Crowds gathered to visit with neighbors and strangers, drink coffee and eat doughnuts and sandwiches. Bidding wars – both between friends and strangers – could be intense.
Leon, an older and wiser brother, was skilled at it. If a bidder was about take home a manure spreader at a too low price, he’d enter the bidding to drive it higher although even though he had no use for it. Others played the same game, which on occasion caused friction.
There were times, but not many, when Leon got stuck with something he didn’t want. It might be a junk pickup or a hay wagon with rotten boards. When it happened, the occurrence was laughed off as part of the game.
He freely offered advice when a neighbor auctioned his fine Guernsey herd. My billfold was fat with $1,000 that had been borrowed from the bank. Two cows with decent breeding might be purchased unless a mistake was made.
Leon was at my side when bidding commenced but said nothing until an older cow with a low udder and six months away from calving entered the ring. I had scribbled notes, but somehow hadn’t noticed she only had three working teats. Leon, as was his gruff habit, said only an idiot would want such a damaged cow.

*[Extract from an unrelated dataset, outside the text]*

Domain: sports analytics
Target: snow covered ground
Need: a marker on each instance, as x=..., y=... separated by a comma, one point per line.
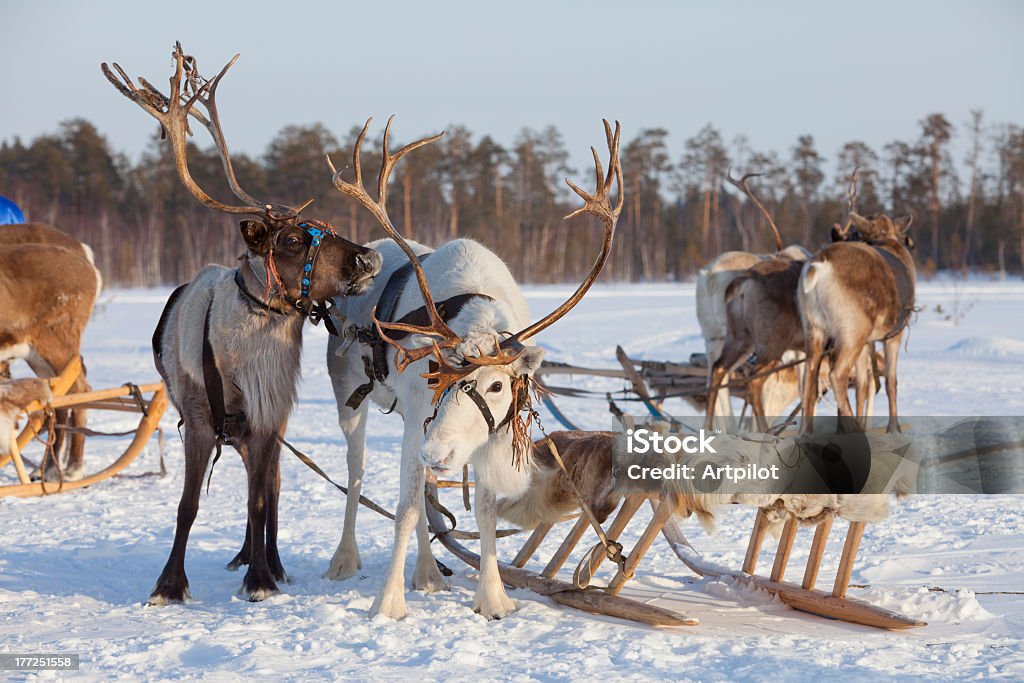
x=76, y=568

The auction ended with a lighter wallet and a questionable cow to take home. The Guernsey produced a fine heifer calf that soon died and the cow, which was saddled with mastitis, was sent to slaughter for a considerable loss.
I’ve attended several auctions since, but mostly as an observer. During the height of the 1980s farm crisis, a community of friends in Iowa attempted to organize a penny auction for a family who had lost their machinery and cows to a lender. The goodwill idea was that all participants would agree beforehand to bid nothing more than a penny or not much more on any item. It was their way to help the family while getting even with the lender.

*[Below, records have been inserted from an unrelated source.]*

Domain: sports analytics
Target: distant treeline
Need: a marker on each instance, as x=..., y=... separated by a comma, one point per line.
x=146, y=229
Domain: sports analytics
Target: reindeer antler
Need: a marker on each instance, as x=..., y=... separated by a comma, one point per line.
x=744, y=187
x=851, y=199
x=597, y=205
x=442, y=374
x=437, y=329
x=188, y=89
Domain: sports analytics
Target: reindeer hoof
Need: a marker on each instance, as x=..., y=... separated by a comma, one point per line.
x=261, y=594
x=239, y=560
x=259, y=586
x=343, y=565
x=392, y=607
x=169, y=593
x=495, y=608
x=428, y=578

Penny auctions were held in Iowa and many other states during the Great Depression for the same reasons. The Farmers Holiday Association, which was among the most radical of farm organizations at the time, organized many of them.
The farm economy had tanked before the 1929 stock market crash because production continually outstripped demand. The Holiday Association and other groups marched on state capitols to demand an end to all farm foreclosures because most thought the Great Depression would soon end and farmers could quickly recoup their losses. Other protests involved blocking roads, killing piglets and dumping milk. Bankers were assaulted and police fought with farmer protesters.
The first recorded penny auction was held in Nebraska, where the association was strongest. A farmer’s entire machinery line was sold. The final bid on a fine piece of equipment was 5 cents and the entire auction netted the lender $5.35.
The penny auction planned in 1980s Iowa wasn’t successful. Farmers were not as radical as those in the Great Depression when borrowers had far fewer rights. However, sit-ins were held in Federal Land Bank offices and lenders were threatened. More than 30 percent of all Iowa farms were lost in the crisis and ended an era when bankers and borrowers made handshake agreements.
For my part, I’ll never forget the pain in the voices of the farmers who lost everything and the hurt in their children’s eyes. The world they had known – from the backyard swing sets and the sand box filled with toy tractors and equipment – would never be quite the same.